ここ最近、自分のやってること、siroという会社の特徴を棚卸ししようと思って、言語化に取り組んでる。その作業の前段階はAIとの対話になる。自分の情報、会社の情報をできるだけ渡して、分析を頼む。その上で、自分の仮説を伝えたりして議論していくわけだ。

その中で、AIたちがみんな特徴だと語りがちな私の作る上での思想がある。それは、「テクノロジーをひっそりと使う」という点だ。

テクノロジーを武器としてるのに?

もともと、テクノロジーを扱えることを武器にしてきたので、テクノロジーの難易度やクオリティという点で自負がある。なのだが、それを強くだすことはそんなに好きではない。

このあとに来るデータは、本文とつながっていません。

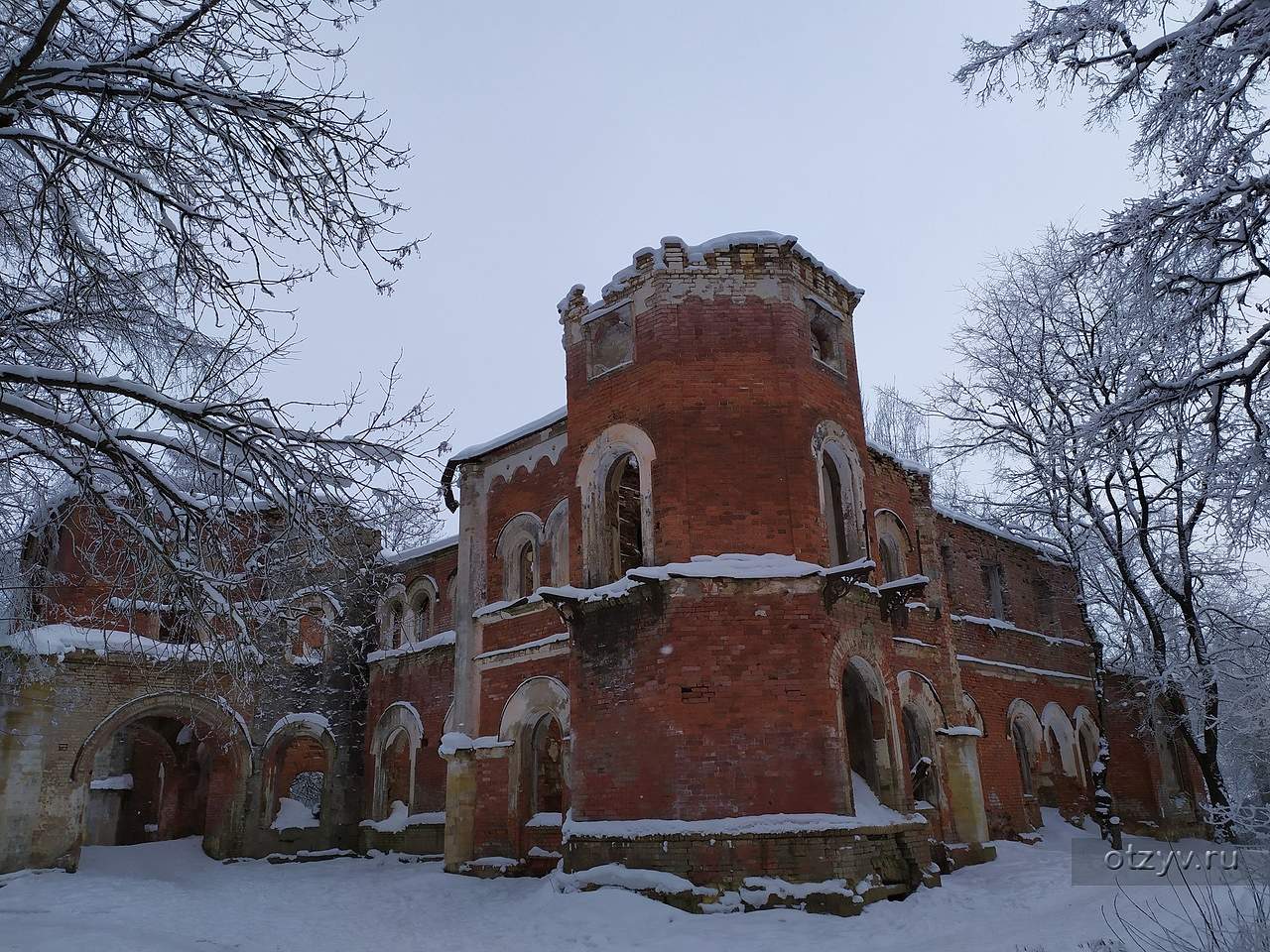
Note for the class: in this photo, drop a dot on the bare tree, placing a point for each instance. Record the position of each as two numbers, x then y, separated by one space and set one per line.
903 428
1141 502
163 166
1192 76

AIたちの語りとしては、テクノロジーを自己のアイデンティティとしてるなら普通見せたいでしょって言ってくる。ビジネスとしても「売り」を目立たせるべきだという主張もあった。とやかく言われようが、そんなことはあまり好きではないのだからしょうがない。

好み

理由を何種類かの軸で説明する。

何と言っても、まずは好みだ。自分で作ったものを自分が欲しいと思わないというのはいかがなものかと思ってる。なので、作ったものを家に置きたいか?という問いを自分に投げることがある。

例えばこれだ。

音楽の棚

これは、家具として作ったものだが、当然カラクリがある。扉を開いた棚に設定された音楽が流れるのだ。つまり、これは家具のようでいて、プレイリストのセレクターなのだ。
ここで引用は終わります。